How to build a replicated HashMap in Java

We all have heard about clustered application servers and databases and how they can replicate data between instances. We have heard about distributed cache implementations like Ehcache, Hazelcast etc and even NOSQL databases like MongoDB that replicate data between all the instances. They do a great job of replicating data efficiently and ensuring data integrity. They provide different guarantees on data replication and availability.

Is it all black magic that is too hard to comprehend? No - its just simple logic built into the entities that store the data.

In this post I will describe how you can build a simple replicating HashMap in Java. I will build this replication using few lines of code in Netty - the easy to use NIO library from JBoss.

So what do we want to do?

We want to build a replicating HashMap - as in we create an instance of the map, add data to it and the data is magically transported across the ether to another HashMap running in a different JVM!

Wow!
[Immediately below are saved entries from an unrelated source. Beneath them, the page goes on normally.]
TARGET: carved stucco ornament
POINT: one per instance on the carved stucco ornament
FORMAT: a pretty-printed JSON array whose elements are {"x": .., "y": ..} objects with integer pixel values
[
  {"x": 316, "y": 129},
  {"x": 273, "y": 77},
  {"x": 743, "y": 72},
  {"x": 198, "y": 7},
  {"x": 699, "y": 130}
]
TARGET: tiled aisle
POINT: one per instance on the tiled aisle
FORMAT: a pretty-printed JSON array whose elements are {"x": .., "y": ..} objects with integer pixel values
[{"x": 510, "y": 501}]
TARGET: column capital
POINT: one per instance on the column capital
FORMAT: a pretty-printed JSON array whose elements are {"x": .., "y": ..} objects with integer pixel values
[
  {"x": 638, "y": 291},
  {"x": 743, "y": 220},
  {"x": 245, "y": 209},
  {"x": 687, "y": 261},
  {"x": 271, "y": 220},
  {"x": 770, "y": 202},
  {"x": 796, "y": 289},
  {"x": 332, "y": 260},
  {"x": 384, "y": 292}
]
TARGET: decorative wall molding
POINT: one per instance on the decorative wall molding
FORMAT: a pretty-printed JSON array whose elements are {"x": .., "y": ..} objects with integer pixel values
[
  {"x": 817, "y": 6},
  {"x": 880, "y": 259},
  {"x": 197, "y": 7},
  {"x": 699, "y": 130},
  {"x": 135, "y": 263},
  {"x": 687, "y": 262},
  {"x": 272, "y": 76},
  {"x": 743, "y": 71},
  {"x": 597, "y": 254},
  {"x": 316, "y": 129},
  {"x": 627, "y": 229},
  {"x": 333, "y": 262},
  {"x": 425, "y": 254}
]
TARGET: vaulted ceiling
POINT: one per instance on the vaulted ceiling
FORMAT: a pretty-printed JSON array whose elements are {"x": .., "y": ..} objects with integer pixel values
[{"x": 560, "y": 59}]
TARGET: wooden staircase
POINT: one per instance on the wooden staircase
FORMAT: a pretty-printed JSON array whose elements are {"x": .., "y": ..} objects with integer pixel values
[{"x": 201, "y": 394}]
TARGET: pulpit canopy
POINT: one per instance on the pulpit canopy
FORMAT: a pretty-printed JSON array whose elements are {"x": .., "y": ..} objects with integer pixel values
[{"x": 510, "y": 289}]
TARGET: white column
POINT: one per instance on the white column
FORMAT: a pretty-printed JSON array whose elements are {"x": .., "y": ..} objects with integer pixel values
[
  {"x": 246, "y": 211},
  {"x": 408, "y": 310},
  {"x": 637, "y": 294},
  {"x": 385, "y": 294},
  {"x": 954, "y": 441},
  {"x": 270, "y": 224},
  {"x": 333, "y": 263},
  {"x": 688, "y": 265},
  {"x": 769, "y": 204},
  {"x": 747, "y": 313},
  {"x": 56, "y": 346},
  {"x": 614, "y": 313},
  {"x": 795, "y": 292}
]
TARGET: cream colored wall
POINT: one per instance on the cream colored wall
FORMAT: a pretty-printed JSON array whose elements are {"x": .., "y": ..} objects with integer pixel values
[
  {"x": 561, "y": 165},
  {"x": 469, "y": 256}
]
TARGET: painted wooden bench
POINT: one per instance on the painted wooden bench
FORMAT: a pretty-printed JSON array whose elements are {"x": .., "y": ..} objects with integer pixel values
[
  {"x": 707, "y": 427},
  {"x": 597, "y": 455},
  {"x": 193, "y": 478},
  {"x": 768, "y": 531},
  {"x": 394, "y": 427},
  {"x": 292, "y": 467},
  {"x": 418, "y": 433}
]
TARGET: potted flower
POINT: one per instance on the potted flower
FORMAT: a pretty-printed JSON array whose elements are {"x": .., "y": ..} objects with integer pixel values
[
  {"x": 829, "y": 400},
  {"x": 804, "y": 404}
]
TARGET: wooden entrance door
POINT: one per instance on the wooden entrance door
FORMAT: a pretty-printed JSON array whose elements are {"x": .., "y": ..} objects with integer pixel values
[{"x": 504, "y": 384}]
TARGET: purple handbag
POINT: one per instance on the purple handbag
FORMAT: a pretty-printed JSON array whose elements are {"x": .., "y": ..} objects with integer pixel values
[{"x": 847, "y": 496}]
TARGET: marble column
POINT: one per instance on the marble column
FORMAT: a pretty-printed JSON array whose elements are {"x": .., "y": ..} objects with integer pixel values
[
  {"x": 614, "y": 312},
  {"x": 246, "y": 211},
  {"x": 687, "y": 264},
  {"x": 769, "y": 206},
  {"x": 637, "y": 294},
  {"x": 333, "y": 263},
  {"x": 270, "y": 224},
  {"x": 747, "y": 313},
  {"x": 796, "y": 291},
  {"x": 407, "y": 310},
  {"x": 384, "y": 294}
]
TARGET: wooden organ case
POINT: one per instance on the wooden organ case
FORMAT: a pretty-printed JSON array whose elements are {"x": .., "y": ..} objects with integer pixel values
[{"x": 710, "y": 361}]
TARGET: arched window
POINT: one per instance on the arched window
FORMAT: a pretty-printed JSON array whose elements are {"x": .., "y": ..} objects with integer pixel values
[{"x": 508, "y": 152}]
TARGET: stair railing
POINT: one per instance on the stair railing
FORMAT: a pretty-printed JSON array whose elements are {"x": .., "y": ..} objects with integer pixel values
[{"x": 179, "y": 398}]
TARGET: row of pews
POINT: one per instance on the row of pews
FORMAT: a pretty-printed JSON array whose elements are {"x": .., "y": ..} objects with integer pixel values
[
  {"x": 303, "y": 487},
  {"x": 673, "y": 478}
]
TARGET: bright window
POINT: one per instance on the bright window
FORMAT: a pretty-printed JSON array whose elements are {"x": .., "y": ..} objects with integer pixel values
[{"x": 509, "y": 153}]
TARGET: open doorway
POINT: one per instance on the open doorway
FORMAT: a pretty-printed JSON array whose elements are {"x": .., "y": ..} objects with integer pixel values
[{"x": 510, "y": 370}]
What high end tools do we need for this?

We don’t need much - just the usual Java and Netty NIO framework. We will use basic Java ConcurrentHashMap and HashMap classes for data storage and Netty to build the back end communication. We could have built the back end communication in any manner - JMX, Database or sockets. Netty provides an easy to use approach to build this using plain old sockets.

The design aspects

For the purpose of this example, we will replicate add and delete operations. In order to represent the operation being performed on the map we will need an entity. Lets call that Event. This has to be serializable because it has to be sent over the socket. This will have 3 fields - the operation, they key and the value of the entry.

Once we have this, we will implement a Map and override its add and remove methods so that it can send the data over a socket. This will be achieved by creating a Netty client in the Map. This client will connect to the Server and send the event for these two operations.
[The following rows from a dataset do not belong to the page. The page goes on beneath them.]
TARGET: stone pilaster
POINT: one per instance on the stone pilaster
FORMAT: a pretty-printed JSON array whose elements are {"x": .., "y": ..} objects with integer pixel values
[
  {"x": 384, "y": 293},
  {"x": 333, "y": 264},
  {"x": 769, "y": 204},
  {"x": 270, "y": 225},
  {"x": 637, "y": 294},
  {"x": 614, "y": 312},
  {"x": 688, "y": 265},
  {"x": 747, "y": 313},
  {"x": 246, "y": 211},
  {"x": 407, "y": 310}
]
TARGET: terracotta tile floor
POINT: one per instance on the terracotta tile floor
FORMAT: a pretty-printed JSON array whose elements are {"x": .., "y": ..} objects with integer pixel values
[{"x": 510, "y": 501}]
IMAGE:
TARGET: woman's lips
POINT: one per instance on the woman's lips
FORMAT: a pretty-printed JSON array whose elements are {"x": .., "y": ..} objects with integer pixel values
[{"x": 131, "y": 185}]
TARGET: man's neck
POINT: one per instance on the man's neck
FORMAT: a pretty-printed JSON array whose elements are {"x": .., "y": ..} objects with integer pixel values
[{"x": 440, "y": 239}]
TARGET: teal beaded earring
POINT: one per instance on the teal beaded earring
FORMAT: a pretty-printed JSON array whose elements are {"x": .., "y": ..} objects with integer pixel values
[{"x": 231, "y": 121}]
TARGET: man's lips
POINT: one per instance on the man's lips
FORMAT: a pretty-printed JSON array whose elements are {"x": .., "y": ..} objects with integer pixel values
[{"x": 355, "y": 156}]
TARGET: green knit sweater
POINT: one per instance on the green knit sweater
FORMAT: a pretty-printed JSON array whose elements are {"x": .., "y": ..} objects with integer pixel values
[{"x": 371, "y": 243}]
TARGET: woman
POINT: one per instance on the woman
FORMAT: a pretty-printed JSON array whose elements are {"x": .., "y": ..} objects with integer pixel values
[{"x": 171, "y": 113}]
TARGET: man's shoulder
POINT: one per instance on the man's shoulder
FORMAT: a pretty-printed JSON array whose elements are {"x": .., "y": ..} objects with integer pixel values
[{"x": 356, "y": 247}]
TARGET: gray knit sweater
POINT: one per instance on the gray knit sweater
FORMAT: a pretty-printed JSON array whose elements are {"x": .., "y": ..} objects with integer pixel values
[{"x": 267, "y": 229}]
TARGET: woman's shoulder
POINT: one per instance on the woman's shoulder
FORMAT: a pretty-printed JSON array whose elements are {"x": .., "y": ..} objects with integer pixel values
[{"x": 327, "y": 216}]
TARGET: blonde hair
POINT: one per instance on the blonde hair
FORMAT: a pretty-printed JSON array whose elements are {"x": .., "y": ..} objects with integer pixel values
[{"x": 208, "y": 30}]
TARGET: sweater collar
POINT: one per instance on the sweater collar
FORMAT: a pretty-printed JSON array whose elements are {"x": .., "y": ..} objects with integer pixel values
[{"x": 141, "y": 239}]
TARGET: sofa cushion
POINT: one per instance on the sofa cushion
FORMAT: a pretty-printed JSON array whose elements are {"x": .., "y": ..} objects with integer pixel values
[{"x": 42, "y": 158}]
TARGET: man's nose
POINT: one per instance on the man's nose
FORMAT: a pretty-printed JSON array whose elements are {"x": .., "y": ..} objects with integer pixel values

The server will simply listen to these messages and add or remove data from a DataCache. For the sake of proving that data can flow both ways, the server will echo back the event to the client. On the client side, the event is used to add or remove data from another DataCache. Data from both the caches is printed out for observing the results.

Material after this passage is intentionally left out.